Iata now expects full-year 2020 traffic to be down 66% compared to 2019. The previous estimate was for a 63% decline.
August passenger demand continued to be hugely depressed against normal levels, with revenue passenger kilometres (RPKs) down 75.3% compared to August 2019. This was only slightly improved compared to the 79.5% annual contraction in July. Domestic markets continued to outperform international markets in terms of recovery, although most remained substantially down on a year ago.

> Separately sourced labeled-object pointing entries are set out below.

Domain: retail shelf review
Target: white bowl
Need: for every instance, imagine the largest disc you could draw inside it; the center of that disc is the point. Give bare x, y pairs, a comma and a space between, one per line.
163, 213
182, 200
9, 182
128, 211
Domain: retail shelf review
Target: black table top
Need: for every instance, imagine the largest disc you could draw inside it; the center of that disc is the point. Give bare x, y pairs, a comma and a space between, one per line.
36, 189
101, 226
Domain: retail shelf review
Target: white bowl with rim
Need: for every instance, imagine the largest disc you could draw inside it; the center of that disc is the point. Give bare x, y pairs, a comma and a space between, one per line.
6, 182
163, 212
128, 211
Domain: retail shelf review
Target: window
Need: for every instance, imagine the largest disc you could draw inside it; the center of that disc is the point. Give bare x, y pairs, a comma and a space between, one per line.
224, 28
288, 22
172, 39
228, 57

August capacity (available seat kilometres or ASKs) was down 63.8% compared to a year ago, and load factor plunged 27.2 points to an all-time low for August of 58.5%.
Based on flight data, the recovery in air passenger services was brought to a halt in mid-August by a return of government restrictions in the face of new Covid-19 outbreaks in a number of key markets. According to Iata, forward bookings for air travel in the fourth quarter show that the recovery since the April low point will continue to falter. “Whereas the decline in year-on-year growth of global RPKs was expected to have moderated to -55% by December, a much slower improvement is now expected with the month of December forecast to be down 68% on a year ago,” said Alexandre de Juniac, Iata’s director general and CEO.
“August’s disastrous traffic performance puts a cap on the industry’s worst-ever summer season. International demand recovery is virtually non-existent and domestic markets in Australia and Japan actually regressed in the face of new outbreaks and travel restrictions. A few months ago, we thought that a full-year fall in demand of -63% compared to 2019 was as bad as it could get. With the dismal peak summer travel period behind us, we have revised our expectations downward to -66%.”
In regional terms, African airlines’traffic sank 90.1% in August, slightly improved over a 94.6% decline in July. Capacity contracted 78.4%, and load factor fell 41.0 percentage points to 34.6%, which was the lowest among regions.
De Juniac said this was no time for governments to walk away. “New job-saving measures are needed - including financial measures that do not add to overstressed balance sheets.
“In addition, for the good of aviation and the global economy, we need to reopen borders and remove travel-killing quarantines. The ability to travel is absolutely central to doing business in our highly integrated global economy and globalisation has lifted more than a billion people from poverty since 1990.”